If space exploration were conducted like the job forecasts under the government’s new stimulus law, man surely would have missed the moon. But this isn’t rocket science.
No promise from President Barack Obama is more important to the wounded economy than his vow to save or create some 3.5 million jobs in two years. In support of that bottom line, the government even tells states how many jobs they can expect to see from the spending and tax cuts.
But precise trajectories are impossible to plot and even approximations can be wildly off, as the authors of these forecasts acknowledge, usually more readily than the policymakers who use them to promote the plan.

Flip through the stacks of economic analyses underpinning the stimulus plan and you find a lot of throat-clearing qualifications and angst:

_”Very uncertain.”

_”Difficult to distinguish among alternative estimates.”

_”We confess to considerable uncertainty.”

_”Subject to substantial margins of error.”

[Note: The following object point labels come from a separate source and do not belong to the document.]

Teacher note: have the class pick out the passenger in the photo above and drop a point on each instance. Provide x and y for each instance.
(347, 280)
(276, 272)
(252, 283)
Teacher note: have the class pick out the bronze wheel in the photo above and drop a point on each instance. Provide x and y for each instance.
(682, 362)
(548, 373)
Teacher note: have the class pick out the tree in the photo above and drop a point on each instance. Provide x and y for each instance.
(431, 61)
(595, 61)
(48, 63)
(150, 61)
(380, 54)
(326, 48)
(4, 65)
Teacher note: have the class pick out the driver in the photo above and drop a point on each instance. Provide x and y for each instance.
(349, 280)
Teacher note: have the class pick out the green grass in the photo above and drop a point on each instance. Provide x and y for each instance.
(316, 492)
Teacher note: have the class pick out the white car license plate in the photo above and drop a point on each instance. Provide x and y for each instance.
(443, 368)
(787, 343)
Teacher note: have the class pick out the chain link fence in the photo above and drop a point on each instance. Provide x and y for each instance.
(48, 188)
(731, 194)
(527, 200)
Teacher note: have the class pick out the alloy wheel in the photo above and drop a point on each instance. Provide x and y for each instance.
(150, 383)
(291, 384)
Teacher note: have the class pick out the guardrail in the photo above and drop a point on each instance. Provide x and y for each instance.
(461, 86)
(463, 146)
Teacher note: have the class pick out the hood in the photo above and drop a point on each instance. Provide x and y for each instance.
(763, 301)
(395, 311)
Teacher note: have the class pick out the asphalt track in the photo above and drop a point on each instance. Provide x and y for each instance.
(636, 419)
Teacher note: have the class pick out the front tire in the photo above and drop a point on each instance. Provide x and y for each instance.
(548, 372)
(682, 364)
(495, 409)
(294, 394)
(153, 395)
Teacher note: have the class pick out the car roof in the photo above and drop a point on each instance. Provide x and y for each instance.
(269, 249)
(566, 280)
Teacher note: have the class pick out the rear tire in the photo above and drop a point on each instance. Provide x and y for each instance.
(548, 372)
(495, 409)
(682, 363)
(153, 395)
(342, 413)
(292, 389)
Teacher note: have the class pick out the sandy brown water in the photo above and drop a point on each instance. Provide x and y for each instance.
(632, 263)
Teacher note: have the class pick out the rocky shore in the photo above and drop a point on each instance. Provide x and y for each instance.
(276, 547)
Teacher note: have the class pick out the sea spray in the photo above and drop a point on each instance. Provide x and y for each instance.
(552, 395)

In other words, who really knows?

Economic modeling may prove to be a haywire navigational device in this crisis.
“Large fiscal stimulus is rarely attempted,” Douglas Elmendorf, director of the nonpartisan

Congressional Budget Office, told lawmakers. “For those reasons, some economists remain skeptical that there will be any significant effects, while others expect very large ones.” Zero to nirvana? Even for economists, who routinely differ among themselves, that’s a range beyond the norm.

The disconnect between theory and real life became evident when Obama pitched his plan at a Caterpillar factory before its passage and held out hope the federal stimulus money would let the heavy equipment maker rehire some of the thousands being let go. Although that might be the eventual result when money courses through the pipeline, Caterpillar last week announced 2,400 more layoffs.